Data Reading and Cleaning
First things first, download the "title.basics.tsv" table hosted here https://www.imdb.com/interfaces/.
cached_filename = 'title.basics-trimmed.tsv'
if not os.path.exists(cached_filename):
# this is a heavy operation so it would be ideal to just do it once and save the result
df = pd.read_csv('title.basics.tsv', delimiter='\t')
df = df[df['titleType'].isin(['movie', 'video', 'tvMovie', 'tvSeries', 'tvMiniSeries', 'short'])]

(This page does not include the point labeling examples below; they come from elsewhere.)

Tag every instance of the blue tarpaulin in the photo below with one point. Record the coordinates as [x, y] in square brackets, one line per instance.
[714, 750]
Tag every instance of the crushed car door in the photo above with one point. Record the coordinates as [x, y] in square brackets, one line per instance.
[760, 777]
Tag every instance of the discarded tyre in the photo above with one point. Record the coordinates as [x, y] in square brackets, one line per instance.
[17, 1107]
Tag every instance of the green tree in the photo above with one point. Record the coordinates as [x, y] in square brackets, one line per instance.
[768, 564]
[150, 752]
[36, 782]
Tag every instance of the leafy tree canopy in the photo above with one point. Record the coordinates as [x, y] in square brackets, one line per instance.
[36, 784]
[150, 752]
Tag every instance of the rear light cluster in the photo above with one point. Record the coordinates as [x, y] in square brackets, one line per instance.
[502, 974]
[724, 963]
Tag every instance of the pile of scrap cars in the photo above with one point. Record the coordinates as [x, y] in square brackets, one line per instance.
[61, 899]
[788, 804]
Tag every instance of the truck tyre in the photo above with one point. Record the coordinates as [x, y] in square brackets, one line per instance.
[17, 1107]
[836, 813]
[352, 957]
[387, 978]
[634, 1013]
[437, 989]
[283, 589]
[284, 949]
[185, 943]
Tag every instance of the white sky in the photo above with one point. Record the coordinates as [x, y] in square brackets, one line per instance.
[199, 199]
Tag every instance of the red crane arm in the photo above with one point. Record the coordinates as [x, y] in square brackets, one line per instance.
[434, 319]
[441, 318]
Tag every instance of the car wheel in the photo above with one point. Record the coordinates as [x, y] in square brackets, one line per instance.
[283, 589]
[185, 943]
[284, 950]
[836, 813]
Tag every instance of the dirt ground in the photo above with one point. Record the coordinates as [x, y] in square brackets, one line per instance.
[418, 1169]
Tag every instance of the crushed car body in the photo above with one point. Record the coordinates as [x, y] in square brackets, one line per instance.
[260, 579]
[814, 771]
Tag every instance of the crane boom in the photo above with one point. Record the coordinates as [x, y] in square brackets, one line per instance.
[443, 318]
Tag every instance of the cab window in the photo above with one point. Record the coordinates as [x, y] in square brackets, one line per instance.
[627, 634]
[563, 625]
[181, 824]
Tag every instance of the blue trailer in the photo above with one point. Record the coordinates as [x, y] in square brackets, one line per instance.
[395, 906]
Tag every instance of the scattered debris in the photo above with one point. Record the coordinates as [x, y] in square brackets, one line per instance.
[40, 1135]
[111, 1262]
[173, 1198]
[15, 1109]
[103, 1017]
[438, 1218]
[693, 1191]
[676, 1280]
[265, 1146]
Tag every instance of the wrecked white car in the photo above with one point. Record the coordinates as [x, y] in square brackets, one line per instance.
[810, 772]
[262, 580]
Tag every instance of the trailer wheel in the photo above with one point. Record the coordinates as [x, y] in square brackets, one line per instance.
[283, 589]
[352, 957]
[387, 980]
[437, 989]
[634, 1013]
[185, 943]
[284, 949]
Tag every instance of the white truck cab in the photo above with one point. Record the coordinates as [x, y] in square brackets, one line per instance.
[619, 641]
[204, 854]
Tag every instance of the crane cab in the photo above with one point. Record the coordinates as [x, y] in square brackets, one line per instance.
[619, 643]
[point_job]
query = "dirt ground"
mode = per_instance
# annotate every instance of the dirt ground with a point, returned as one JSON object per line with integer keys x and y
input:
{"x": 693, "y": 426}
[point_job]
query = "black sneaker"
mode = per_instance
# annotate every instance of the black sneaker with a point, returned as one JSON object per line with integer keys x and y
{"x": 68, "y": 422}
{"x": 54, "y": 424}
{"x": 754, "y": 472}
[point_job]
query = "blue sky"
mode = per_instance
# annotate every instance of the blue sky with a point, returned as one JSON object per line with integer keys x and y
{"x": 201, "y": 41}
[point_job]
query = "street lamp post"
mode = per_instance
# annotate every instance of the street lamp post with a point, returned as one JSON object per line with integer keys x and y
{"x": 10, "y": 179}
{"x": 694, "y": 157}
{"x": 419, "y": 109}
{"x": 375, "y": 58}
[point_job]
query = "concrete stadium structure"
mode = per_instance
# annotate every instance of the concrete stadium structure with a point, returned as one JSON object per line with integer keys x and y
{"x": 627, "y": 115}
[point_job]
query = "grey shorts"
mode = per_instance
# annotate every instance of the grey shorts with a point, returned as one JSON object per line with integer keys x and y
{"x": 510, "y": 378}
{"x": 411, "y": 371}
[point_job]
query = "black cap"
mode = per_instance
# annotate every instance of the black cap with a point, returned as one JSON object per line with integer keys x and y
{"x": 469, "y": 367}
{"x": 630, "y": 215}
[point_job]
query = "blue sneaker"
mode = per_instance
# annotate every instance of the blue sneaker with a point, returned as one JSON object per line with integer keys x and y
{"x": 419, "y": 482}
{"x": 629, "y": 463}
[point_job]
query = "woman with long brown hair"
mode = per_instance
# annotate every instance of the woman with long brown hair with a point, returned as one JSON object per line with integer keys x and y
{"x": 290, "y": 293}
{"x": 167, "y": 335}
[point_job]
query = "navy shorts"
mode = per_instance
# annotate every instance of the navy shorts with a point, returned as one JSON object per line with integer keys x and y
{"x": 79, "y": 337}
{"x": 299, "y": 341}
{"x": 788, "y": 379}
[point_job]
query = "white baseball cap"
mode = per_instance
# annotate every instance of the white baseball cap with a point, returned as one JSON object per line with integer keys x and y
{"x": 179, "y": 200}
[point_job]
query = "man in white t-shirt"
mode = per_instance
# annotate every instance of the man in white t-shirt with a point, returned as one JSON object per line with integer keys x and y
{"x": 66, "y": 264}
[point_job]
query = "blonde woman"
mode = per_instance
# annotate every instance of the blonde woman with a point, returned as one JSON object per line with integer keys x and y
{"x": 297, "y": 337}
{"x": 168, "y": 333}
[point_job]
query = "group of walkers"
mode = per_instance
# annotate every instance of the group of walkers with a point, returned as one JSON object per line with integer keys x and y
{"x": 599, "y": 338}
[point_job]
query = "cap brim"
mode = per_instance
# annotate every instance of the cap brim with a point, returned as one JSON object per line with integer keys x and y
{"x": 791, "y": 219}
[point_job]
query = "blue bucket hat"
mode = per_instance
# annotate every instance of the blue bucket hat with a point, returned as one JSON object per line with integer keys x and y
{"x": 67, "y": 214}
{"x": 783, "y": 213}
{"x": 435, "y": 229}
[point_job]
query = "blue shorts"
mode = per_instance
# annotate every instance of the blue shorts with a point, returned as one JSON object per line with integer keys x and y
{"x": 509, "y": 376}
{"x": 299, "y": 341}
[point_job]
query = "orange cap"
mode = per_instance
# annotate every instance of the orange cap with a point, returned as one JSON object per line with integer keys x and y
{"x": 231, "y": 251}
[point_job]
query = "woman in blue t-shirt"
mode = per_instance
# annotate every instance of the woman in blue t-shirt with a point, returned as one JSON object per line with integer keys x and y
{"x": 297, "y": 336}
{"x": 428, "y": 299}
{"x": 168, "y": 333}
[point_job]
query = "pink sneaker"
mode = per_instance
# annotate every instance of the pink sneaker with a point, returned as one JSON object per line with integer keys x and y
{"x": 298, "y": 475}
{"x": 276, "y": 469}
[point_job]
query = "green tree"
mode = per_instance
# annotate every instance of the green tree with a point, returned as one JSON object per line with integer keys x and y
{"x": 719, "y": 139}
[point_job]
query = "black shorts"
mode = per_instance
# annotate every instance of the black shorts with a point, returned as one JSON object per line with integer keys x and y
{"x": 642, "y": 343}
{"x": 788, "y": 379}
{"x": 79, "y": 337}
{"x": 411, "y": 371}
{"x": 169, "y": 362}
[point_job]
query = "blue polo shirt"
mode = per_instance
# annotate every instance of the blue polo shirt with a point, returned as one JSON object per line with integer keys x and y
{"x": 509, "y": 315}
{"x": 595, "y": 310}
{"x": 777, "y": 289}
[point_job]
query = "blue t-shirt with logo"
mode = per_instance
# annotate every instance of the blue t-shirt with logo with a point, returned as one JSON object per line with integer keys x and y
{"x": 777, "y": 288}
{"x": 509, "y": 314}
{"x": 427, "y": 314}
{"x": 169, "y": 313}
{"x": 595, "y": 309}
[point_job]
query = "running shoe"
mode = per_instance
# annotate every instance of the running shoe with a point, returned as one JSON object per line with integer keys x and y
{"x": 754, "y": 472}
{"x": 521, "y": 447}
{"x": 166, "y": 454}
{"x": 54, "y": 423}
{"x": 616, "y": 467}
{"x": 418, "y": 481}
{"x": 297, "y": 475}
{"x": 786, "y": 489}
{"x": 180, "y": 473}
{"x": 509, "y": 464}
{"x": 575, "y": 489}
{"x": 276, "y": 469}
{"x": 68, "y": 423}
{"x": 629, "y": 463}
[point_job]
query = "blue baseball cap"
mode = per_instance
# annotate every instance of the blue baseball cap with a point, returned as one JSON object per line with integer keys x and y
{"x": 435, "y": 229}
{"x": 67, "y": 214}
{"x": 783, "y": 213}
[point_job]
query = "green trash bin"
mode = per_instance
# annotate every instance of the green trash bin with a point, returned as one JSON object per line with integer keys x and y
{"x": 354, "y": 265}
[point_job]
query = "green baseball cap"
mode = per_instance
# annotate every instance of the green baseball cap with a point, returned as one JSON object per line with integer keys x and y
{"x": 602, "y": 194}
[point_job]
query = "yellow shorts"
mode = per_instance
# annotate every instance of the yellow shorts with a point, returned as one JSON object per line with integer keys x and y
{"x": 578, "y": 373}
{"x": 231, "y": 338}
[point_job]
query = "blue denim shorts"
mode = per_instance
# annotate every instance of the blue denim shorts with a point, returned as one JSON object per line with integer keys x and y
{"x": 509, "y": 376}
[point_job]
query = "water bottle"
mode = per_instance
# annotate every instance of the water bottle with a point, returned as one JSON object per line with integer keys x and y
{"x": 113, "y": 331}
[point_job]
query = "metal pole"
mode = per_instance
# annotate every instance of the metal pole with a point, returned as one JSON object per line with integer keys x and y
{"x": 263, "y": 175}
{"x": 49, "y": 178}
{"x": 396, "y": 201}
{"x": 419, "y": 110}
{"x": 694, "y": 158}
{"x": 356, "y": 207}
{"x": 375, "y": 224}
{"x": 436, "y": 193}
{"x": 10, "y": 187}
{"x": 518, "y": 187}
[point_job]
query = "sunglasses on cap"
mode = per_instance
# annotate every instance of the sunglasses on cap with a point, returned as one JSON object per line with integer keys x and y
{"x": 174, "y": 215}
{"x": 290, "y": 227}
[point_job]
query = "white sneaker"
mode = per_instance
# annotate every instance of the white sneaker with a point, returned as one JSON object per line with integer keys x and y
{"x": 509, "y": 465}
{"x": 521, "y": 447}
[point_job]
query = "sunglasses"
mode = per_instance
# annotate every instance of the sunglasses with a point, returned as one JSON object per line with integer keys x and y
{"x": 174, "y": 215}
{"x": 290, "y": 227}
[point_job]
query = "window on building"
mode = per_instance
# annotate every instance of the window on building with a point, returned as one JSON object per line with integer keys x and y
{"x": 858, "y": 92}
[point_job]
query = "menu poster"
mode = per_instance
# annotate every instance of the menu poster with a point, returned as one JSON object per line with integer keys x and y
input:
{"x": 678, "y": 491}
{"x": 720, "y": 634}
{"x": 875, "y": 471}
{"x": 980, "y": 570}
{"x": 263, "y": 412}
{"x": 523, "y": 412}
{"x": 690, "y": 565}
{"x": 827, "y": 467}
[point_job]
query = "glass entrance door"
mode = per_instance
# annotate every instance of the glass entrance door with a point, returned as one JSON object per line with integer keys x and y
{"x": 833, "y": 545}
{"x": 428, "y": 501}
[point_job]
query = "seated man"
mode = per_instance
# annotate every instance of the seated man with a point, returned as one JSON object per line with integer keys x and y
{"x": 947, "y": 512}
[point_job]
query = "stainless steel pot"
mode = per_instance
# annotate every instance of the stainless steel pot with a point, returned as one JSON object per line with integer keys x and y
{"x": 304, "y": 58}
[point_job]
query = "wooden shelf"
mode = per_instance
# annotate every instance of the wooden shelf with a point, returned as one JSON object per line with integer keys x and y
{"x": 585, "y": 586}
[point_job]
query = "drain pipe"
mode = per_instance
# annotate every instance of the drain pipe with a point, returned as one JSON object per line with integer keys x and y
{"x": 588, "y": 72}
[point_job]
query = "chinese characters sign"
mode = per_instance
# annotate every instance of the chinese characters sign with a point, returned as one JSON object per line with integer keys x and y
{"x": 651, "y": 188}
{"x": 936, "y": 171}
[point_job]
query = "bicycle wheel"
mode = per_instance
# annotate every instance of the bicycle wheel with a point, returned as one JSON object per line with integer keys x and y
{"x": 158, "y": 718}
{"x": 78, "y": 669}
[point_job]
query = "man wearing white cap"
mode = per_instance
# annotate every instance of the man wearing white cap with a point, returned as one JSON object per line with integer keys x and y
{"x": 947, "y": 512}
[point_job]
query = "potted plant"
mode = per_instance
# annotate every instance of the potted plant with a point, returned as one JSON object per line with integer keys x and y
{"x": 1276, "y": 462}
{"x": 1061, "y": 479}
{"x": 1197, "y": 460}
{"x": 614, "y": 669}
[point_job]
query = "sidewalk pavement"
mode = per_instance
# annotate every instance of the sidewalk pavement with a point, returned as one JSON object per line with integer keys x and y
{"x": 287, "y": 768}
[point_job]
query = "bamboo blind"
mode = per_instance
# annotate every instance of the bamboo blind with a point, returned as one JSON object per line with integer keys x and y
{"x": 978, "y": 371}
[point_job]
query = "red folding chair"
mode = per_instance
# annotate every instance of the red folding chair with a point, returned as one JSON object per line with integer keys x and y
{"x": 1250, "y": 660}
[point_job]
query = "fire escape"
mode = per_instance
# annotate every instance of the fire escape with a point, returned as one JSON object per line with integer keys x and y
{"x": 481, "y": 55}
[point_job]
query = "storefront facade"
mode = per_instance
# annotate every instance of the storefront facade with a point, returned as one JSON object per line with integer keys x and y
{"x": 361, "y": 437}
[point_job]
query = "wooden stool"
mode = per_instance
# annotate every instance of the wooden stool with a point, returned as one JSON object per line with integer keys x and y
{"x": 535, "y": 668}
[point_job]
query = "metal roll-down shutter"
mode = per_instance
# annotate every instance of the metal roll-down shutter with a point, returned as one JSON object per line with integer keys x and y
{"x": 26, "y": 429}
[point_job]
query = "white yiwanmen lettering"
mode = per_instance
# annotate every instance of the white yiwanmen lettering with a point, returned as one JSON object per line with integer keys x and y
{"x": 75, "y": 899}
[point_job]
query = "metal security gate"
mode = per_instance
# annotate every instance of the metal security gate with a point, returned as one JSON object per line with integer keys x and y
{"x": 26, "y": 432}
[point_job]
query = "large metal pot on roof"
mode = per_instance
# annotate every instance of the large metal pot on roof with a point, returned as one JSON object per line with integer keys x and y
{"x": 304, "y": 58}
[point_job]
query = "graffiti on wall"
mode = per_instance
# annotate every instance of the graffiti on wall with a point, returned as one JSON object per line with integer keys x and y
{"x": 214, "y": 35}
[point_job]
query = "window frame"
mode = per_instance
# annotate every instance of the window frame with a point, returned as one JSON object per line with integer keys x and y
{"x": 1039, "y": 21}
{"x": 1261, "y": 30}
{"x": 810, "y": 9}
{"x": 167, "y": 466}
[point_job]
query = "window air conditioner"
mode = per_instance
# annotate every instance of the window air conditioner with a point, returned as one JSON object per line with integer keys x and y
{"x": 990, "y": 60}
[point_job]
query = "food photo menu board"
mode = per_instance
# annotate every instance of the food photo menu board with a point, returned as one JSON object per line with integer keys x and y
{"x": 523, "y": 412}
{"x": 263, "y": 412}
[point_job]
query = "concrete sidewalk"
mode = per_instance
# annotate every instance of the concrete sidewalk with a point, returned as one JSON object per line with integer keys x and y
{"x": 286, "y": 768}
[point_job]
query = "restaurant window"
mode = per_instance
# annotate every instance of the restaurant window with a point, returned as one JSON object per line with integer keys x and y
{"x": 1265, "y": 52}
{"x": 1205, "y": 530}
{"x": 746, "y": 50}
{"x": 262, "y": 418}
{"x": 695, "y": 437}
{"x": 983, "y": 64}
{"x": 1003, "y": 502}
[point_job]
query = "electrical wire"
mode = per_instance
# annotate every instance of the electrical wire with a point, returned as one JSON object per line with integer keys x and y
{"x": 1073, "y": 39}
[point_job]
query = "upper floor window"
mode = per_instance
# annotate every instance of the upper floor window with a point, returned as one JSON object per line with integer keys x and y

df.to_csv(cached_filename, sep='\t')
else:
df = pd.read_csv(cached_filename)
Here I've read the tsv, removed all of the TV episodes and then cached the result. I removed TV episodes as they're the vast majority of the original dataset and it feels like cheating, because no-one on earth gives a shit about the title of a midseason Scrubs episode. My laptop, frequently crashing when trying to include these episodes in the analysis, heartily agrees.
Afterwards, with the ugly one-liner:
df['primaryTitle'] = df.primaryTitle.map(lambda l: l.lower().replace('&', 'and'))
we do all the data cleaning needed: turn every title lower case and replace "&" with "and". Further cool data cleaning would be to include "and" in different languages and see if we could have cross-lingual sets.
Find Eligible Titles
We still have a massive dataframe at this point, so the highest priority is to get rid of as many rows as we can while not changing the eventual result. Therefore we set up a regex filter and do a fullmatch on the title. Anything which doesn't return None is a match, so we drop everything which returns None.
regex_pattern = '[A-Za-z0-9]* and [A-Za-z0-9]*'
pattern = re.compile(regex_pattern)
contains = df.primaryTitle.map(pattern.fullmatch)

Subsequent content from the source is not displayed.